Norconex Crawlers (or spiders) are flexible web and filesystem crawlers for collecting, parsing, and manipulating data from the web or filesystem to various data repositories such as search engines.
https://opensource.norconex.com/crawlers
Apache License 2.0
183 stars 67 forks source link

Indexing value of a new metatag #791

Closed sudeshna-majumder closed 2 years ago

sudeshna-majumder commented 2 years ago

Hello,

I have added few new metatags to my page. Ex.
<meta name="content-region" content="Global" />

I want to extract the value of 'content-region' field and index as 'region'. I am committing to Google Cloud search. If I use below pre-purse Handler I am expecting it would store the value 'Global' in 'region' field. But DebugTagger says it stores <null> every time.

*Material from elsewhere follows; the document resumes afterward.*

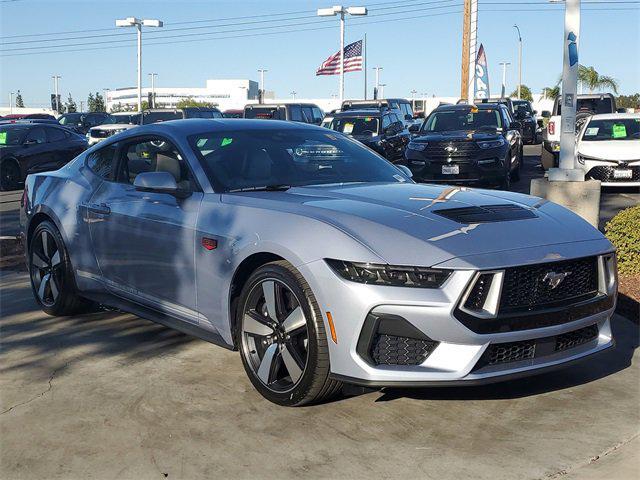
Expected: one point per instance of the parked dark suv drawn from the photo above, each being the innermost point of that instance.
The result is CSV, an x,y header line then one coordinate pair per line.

<tagger class="com.norconex.importer.handler.tagger.impl.CopyTagger"> <copy fromField="content-region" toField="region" overwrite="true" ></tagger>

Am I missing anything basic here ?

essiembre commented 2 years ago

I suspect it is related to having it defined as part of the pre-parse handlers. Fields extracted from a file content are created when the document is parsed. So before parsing you would not have the meta field. Try moving your logic as a post-parse handler.

If that does not work for you, please share the version you are using and your full config in order for us to reproduce it.

stale[bot] commented 2 years ago

This issue has been automatically marked as stale because it has not had recent activity. It will be closed if no further activity occurs. Thank you for your contributions.

sudeshna-majumder commented 2 years ago

Thanks Pascal. Moving the logic to post-parse handler, I am able to extract values from new metatags. But those are not being committed to my goggle-cloud-search committer. In the below support document I don't see any configuration possibility with norconex to commit additional metatags to cloud-search-committer. https://developers.google.com/cloud-search/docs/guides/norconex-http-connector#configure-gcs Do you know about any possible way to commit them to google-cloud-search ?

stale[bot] commented 2 years ago

This issue has been automatically marked as stale because it has not had recent activity. It will be closed if no further activity occurs. Thank you for your contributions.